Following the song’s release in February, Swift’s representative issued a statement disapproving of the track to E! news, and Swift maintains that, despite West’s insistence to the contrary, she didn’t have enough information to give the song her blessing. On Instagram Monday, Swift responded to Kardashian West’s videos by lamenting, “that moment when Kanye West secretly records your phone call, then Kim posts it on the internet.” During a recent interview with GQ, Kardashian West said her husband “commissions videographers to film everything when he’s recording an album.”
In an interview with TIME, privacy law expert Ari Ezra Waldman, an associate professor at New York Law School, said the incident raises two distinct legal issues. The first is whether the call was placed from or received in a state that requires both parties to consent to being recorded. The second is whether Kardashian West violated Swift’s right to privacy by publicizing a phone call she may have believed to be private.

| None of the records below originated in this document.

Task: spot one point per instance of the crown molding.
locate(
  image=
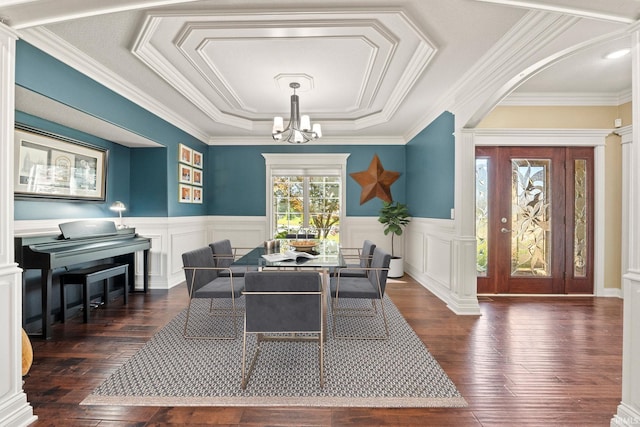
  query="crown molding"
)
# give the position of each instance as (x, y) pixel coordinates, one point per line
(547, 137)
(536, 5)
(566, 99)
(57, 47)
(65, 10)
(504, 60)
(325, 140)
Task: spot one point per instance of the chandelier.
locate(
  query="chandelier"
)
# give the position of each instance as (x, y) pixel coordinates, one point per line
(299, 129)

California, where West lives and Swift often visits, is one of the 11 U.S. states that require the consent of each party on a call in order for a recording to be legal. (Swift has homes in multiple states, including Tennessee, New York and Rhode Island.) The federal Wiretap Act prohibits the interception of “wire” communications, which includes phone calls. Federal and state law differs when it comes to publicizing and recording phone conversations: Federal law only requires consent from one party for the taping of a conversation to be legal. But no judicial precedents have settled whether state law or federal law takes precedence during interstate phone conversations.
“When the two people are in different states, it’s hard to know whether federal or state law will apply,” Waldman said. “There’s no case that says federal wiretapping is always going to overrule, so we don’t know what the exact answer is going to be.”
But in the so-called two-party consent states, if Swift did not consent to the recording, then both West and Kardashian West may have violated the law, and Swift could bring civil claims against both of them and sue for damages, Waldman said. Under California law, Kanye West could face criminal penalties for the recording, and Kim Kardashian West could face damages or fines for the publication of the recording.
“You have to get the consent of all the parties involved,” Waldman said. “You can’t just have one party consent to the recording of the phone call. Publicizing it on social media is invasion of privacy, so therefore, Taylor could claim that publicizing it on social media was invasion. Swift’s attorney would argue that she has a reasonable expectation of privacy on a private phone call.”
If West could produce proof that Swift consented to the recording, then Swift’s case would weaken, according to Waldman.
“If he got Taylor’s consent to record the phone call, then there’s no violation of the Wiretapping Act,” he said. “Taylor could still make a claim, but if she gave consent for the recording, that would go against her argument that she had a reasonable expectation of privacy.”
In an e-mail to TIME, Taylor Swift’s representative did not elaborate beyond the statement Swift posted on social media. Kanye West’s representative did not immediately respond to a request for comment, and Kim Kardashian West’s representation declined to comment on this story.